Back at the hotel the young man at the desk told me to take a rikshaw to the Golden Temple and when I told him that I'd rather walk the 2 km than have anything to do with those theiving rikshaw drivers, he said "There's a free bus that goes to the temple. It's yellow and it stops outside the station". So I went to look for the yellow bus, queued up and waited. When it arrived the queue began to move. The bus filled up. More people got in. "Go on" said the Sikh herding people into the bus," "It's full" I said "I'll wait for the next one". More and more people stuffed themselves into the bus. It was absolutely packed. I waited half an hour for the next one and got in with my luggage. People climbed over me, tried to sit on my luggage, pushed and shoved. I sat tight.
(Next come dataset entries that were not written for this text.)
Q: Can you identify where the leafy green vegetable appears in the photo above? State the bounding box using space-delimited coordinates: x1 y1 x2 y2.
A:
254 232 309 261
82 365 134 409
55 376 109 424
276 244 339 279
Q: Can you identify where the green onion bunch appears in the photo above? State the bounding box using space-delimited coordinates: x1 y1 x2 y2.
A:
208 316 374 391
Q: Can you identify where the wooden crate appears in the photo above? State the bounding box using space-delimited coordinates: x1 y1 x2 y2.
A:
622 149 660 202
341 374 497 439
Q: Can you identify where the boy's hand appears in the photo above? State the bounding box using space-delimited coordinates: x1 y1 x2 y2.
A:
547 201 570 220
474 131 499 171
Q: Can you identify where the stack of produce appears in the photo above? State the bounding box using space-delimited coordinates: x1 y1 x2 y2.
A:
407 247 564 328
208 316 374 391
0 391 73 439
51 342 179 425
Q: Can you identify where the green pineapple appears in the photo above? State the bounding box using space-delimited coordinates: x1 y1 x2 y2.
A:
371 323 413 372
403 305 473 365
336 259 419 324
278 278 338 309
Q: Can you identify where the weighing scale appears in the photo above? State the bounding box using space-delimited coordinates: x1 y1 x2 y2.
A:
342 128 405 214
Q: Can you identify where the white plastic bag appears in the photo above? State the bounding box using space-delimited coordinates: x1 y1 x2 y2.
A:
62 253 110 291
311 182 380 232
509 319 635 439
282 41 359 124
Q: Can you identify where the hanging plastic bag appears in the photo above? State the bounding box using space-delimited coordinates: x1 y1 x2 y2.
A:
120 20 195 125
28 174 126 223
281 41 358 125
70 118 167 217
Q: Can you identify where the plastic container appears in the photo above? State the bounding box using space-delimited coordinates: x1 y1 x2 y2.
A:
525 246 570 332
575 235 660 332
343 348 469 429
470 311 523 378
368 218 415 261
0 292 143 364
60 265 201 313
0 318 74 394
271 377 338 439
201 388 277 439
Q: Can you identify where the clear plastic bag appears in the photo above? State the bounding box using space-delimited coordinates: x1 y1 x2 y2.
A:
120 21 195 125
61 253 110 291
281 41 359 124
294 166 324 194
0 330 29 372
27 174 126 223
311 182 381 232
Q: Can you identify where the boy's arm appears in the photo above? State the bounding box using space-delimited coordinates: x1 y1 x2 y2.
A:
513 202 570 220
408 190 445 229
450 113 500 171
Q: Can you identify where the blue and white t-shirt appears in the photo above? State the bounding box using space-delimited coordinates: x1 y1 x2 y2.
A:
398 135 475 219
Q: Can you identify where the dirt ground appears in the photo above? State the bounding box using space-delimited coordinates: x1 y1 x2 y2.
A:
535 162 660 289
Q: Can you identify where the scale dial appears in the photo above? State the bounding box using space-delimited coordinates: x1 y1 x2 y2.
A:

The bus driver had a magnificent white beard and an indigo turban.
Once inside the Golden Temple complex you enter another world, of marble floors, carved marble pillars, cool collonades, enormous sleeping quarters where the beds are lined up in touching rows, enormous dining halls for thousands of pilgrims, sitting cross-legged in rows on the floor, as turbanned Sikhs come round with buckets of dahl which they slop out into the waiting pilgrims' metal plates, splashing drops onto the floor. The loudspeakers play a chant to tabla accompaniment throughout the whole complex.
The golden temple is surrounded by a huge pool of water and all round the pool shining white towers, domes and porticoes. And people, walking round, clockwise, endlessly. Some Sikh men immerse themselves in the pool. At a certain moment in the incantation, the people standing, sitting or walking all stop, kneel down and bow down and touch the floor with their foreheads. The golden temple shines in the sun.